#Perkenalan#
Oleh. Angela
Januarti
Hari ini aku
berkenalan dengan dua orang wartawan. Atau lebih tepatnya
diperkenalkan oleh seorang teman (yang juga wartawan). Hal ini berawal ketika
aku mengirimkan bbm menanyakan alamat emailnya. Email lamaku di hack orang
dan celakanya aku lupa pertanyaan rahasia yang bisa menyelamatkan emailku.
Maka, aku kehilangan semuanya, termasuk alamat email temanku ini. Aku bilang
padanya ingin mengirimkan cerpen. Karena kebetulan aku ada menulis beberapa
cerpen dan mengambil satu tema tentang menjadi seorang ibu. Niatnya, kalau
terbit akan kujadikan hadiah ulang tahun untuk ibuku.
Perbicangan
kami berlanjut saat aku bertanya padanya; apakah dia punya teman wartawan dari
koran nasional. Secepat kilat aku membaca balasan bbm-nya dengan bunyi 'Ada
donk.' Lantas dia menyebutkan nama dua koran nasional dan satu media online.
Tidak menunggu lama, aku minta dikenalkan. Share pin bb (kalau ada), tapi aku
memintanya untuk izin ke mereka terlebih dulu. Tidak elok rasanya kita
memberikan pin seseorang tanpa izin yang bersangkutan. Tidak lama, dia bbm lagi
katanya 'Abang kasi pin kamu ke kawan, bolehkan?' dan segera jugalah aku
mendapat broadcast massage-nya dengan bunyi 'Kenalin nich, penulis fiksi
handal dari Sekadau (temanku) Angela Januarti Kwee.' Membaca broadcast
massage-nya membuatku menempelkan wajah ke meja kerjaku. Aduh! Langsung aku
bbm lagi dan bilang 'Abang, lebayyyy a. Kenalinnya biasa ajalah', dia
mengirimkan lambang senyum lebar dengan kalimat 'Udah izin.'
Selang
beberapa menit, aku mendapat permintaan pertemanan. Dan ternyata dari salah
satu teman wartawan yang disebutnya. Aku berdecak kagum "Manjur juga
promosinya."
Aku dan
wartawan itu berbincang singkat. Aku bertanya gimana caranya mengirim cerpen
atau tulisan. Dia balik bertanya 'Ada blog?' Dengan polos aku menjelaskan
blogku sudah lama tidak di update. Dia berkomentar 'Lebih baik aktif di blog',
dan aku bertanya balik, 'Kenapa menurut abang lebih baik aktif di blog?'
Mengingat aku men-share-kan tulisanku dengan cara berbeda. 'Setidaknya itu
melatih diri untuk semangat menulis. Karena itu karya milik kita. Dan beretika
tentunya.' Aku terpukau dengan kalimat yang diutarakannya via bbm. 'Semua karya
tentunya harus beretika dong bang', begitu aku menjawab bbm-nya.

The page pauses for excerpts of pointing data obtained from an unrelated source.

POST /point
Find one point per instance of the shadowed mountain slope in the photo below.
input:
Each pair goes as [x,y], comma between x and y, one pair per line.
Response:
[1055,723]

Malam harinya, aku juga berbincang dengan seorang wartawan lain (masih termasuk temannya temanku). Dalam perbincangan kami, dia juga menanyakan apakah aku punya blog. 'Punya blog itu penting sekali' begitu katanya. 'Menurut abang kenapa penting?' aku balik bertanya. 'Karena itu karya di luar rutinitas kita. Karena aku menulis diluar kegiatanku' timpalnya. Mengingat tema yang dia tulis lebih banyak mengenai perbankan, agribisnis dan niaga jasa. Aku mengirimkan tanda tertawa dan berkomentar 'Iya, kalau keseharian abangkan nulisnya yang berat-berat temanya. Tapi kalau aku nulis kebanyakan tentang rutinitas.'
Perbincangan
kami yang singkat memberikan perenungan untukku. Aku selalu senang merenungi
apa saja yang kualami. Jadi teringat sebuah kutipan dari Seno Gumira Ajidarma,
Ketika Jurnalisme Dibungkam Sastra Harus Bicara, bahwa “Belajar menulis adalah
belajar menangkap momen kehidupan dengan penghayatan paling total yang paling
mungkin dilakukan oleh manusia.” Karena perkataan mereka aku kembali membuka
blogku, mendapati sudah hampir setahun tidak di update. Tiba-tiba saja aku
merasakan kerinduan yang mendalam. Rindu bercampur pertanyaan, bagaimana
mungkin aku bisa membiarkan blog ini terlantar sendirian, tanpa penghuni yang
sedang asik melalang buana dan hampir lupa pulang? Dan hari ini penghuninya
kembali, ia mulai membagikan cerita lagi.